Cadillac, a brand of General Motors, became Formula 1’s 11th team in 2026, racing with Ferrari engines in the short term, with GM already committed to building its own engines out of a US facility. The team is based primarily near Silverstone but has American operations in Fishers, Indiana, and Warren, Michigan. That dual identity is deliberate.

To lead the car, Cadillac signed Sergio Perez and Valtteri Bottas, bringing a combined 527 grand prix starts, 16 wins and 106 podiums to the new team. It was a conscious choice of experience over youth. A new team in Formula 1 needs data, feedback, and institutional knowledge before it can think about winning. Bottas and Perez, whatever their limitations at this stage of their careers, provide all of that in abundance.

Team principal Graeme Lowdon called the signing a “bold signal of intent,” and in the context of building a new team from scratch, that framing makes sense. The car needs to learn the regulations, the engineers need to find their rhythm, and the drivers need to embed themselves in a structure that is still finding its feet.

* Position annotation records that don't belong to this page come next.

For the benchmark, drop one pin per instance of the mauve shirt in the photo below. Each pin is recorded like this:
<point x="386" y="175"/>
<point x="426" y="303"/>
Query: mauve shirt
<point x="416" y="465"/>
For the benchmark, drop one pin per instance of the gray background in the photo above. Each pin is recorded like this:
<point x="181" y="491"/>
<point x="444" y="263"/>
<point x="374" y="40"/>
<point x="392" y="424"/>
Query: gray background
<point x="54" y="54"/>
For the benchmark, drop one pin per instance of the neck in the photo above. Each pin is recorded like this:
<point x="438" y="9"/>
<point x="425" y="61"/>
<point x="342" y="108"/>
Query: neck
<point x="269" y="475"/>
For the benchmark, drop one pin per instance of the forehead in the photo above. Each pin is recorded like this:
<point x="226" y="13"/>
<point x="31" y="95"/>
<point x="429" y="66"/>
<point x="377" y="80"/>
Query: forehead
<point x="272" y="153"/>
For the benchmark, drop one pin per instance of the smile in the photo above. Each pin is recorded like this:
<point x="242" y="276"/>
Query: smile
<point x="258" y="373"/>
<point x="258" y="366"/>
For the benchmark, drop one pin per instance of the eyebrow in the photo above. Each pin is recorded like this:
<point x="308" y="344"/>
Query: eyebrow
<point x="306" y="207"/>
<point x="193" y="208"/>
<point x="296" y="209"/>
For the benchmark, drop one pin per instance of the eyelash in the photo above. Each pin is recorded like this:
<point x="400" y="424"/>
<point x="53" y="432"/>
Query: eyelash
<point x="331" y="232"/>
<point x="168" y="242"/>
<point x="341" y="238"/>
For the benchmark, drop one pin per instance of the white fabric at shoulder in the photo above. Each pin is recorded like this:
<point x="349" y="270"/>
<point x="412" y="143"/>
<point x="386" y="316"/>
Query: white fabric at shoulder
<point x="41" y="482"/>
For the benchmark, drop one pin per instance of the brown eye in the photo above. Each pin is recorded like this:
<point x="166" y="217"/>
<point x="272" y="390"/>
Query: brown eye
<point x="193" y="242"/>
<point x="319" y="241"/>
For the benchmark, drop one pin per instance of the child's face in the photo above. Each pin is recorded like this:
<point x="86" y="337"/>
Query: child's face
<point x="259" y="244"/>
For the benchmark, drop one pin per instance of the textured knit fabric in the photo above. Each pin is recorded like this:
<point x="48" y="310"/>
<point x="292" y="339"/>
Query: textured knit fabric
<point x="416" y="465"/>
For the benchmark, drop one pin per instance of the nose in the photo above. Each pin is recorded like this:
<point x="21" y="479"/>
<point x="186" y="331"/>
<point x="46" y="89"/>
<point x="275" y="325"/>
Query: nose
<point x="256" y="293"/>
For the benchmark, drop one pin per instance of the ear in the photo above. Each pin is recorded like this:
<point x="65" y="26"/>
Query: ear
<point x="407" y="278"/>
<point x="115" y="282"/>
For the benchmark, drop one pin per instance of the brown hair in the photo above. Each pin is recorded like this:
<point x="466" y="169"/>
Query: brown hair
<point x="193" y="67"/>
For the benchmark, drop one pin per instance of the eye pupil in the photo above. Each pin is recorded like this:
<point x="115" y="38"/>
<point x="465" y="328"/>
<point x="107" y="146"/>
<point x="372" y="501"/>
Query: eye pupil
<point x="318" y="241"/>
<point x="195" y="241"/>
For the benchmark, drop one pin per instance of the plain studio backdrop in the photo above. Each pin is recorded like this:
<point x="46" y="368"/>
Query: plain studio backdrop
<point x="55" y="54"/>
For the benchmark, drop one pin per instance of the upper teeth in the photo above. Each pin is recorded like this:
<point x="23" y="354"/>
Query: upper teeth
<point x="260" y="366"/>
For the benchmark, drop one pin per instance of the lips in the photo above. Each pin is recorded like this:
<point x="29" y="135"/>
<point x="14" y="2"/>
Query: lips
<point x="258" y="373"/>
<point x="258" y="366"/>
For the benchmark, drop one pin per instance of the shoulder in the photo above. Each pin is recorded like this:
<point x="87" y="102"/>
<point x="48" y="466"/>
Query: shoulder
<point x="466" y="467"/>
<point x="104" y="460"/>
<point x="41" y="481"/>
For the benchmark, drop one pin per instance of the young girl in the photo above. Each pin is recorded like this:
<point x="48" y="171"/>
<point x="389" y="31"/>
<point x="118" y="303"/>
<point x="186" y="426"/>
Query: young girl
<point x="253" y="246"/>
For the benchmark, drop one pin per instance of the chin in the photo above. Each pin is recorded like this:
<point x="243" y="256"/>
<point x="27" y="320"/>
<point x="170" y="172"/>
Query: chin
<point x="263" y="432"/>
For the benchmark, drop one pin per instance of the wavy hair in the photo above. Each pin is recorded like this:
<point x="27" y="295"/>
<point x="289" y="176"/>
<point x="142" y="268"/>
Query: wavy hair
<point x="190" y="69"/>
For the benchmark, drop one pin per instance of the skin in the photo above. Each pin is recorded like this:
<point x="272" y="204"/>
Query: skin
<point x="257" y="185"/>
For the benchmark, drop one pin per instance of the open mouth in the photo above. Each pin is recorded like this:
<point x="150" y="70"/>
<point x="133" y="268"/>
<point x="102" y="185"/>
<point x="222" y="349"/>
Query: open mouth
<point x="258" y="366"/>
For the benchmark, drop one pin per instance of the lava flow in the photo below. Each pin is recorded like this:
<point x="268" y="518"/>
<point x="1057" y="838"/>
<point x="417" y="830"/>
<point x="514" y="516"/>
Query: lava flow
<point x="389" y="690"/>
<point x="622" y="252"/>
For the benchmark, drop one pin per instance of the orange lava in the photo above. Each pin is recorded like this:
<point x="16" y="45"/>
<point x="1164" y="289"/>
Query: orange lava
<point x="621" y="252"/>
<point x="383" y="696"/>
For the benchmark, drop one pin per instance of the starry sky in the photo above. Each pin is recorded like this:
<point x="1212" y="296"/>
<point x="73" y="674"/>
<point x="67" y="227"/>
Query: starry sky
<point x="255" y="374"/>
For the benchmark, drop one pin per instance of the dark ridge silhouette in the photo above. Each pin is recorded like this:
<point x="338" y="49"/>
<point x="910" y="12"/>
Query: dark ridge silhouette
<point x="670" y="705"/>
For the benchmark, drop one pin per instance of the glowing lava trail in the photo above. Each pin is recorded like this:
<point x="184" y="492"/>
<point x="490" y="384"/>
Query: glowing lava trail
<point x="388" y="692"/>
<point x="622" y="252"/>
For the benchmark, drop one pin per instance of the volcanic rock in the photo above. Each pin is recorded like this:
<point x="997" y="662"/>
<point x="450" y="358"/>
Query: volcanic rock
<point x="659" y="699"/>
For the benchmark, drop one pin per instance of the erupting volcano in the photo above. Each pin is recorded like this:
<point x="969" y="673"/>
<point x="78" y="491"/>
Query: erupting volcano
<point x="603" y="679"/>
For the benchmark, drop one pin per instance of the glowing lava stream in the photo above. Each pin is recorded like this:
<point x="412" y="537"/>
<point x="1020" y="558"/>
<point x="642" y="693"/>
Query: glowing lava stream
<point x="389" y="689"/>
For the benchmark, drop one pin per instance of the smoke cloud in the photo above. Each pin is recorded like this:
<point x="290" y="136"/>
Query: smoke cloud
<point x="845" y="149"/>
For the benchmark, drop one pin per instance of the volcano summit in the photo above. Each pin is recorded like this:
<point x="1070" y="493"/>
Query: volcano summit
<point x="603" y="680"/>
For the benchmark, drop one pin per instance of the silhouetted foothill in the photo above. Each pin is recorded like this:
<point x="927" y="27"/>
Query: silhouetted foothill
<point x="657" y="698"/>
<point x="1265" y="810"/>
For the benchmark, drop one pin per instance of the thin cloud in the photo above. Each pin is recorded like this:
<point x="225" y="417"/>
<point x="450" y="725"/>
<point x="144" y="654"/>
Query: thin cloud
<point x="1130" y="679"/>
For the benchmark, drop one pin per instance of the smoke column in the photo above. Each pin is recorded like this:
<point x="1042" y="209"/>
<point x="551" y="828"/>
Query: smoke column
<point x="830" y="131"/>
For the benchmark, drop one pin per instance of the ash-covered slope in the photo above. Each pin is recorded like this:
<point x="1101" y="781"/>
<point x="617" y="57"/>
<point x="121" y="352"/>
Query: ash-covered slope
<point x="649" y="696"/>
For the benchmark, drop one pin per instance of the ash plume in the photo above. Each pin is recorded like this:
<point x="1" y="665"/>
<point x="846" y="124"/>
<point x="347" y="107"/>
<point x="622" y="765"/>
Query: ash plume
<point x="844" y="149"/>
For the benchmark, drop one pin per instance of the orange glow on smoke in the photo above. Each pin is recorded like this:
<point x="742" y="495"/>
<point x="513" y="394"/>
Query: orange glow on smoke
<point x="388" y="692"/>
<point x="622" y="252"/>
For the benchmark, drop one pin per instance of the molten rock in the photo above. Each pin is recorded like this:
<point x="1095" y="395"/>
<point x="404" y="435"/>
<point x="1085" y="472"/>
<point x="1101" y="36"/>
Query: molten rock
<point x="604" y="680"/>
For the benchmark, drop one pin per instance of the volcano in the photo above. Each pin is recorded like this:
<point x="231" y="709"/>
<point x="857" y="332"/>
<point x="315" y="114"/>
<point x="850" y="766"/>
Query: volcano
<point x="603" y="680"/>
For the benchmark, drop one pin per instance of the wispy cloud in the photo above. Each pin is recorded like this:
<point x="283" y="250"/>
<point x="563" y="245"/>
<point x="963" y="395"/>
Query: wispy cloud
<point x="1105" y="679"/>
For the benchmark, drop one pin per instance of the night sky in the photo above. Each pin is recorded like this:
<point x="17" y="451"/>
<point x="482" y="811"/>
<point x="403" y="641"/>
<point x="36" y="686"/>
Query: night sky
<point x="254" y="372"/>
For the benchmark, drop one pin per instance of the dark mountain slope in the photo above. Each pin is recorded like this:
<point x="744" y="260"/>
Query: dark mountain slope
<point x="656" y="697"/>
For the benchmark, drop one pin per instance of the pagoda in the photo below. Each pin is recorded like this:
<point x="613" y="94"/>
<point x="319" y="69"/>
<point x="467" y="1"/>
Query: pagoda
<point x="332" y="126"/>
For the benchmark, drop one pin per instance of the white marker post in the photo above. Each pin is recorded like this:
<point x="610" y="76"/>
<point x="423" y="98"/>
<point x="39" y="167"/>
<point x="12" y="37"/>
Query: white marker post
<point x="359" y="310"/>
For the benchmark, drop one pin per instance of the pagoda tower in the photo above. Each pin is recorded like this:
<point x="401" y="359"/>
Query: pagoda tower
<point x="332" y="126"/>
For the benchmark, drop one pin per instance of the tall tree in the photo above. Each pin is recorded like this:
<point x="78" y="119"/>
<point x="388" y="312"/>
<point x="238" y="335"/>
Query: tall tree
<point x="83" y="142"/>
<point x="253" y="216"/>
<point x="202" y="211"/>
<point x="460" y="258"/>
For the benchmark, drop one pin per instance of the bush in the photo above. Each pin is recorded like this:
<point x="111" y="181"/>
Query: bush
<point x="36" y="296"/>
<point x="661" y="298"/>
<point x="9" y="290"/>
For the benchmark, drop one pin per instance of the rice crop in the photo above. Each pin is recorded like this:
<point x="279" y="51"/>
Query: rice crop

Bottas said he felt “something different” from the first moment he spoke with the Cadillac team, describing it as “not just a racing project” but “a long-term vision.”

For American sports fans, Cadillac’s presence on the grid matters because it gives the Las Vegas, Miami, and Austin races a genuine hometown story to invest in. Formula 1 has grown its American fanbase enormously over the last five years, partly through the Drive to Survive documentary series, and a US team sustains that momentum in a way a European outfit simply cannot replicate.

Results in 2026 have been modest so far. But Cadillac is not here for this season. It is here for the next decade.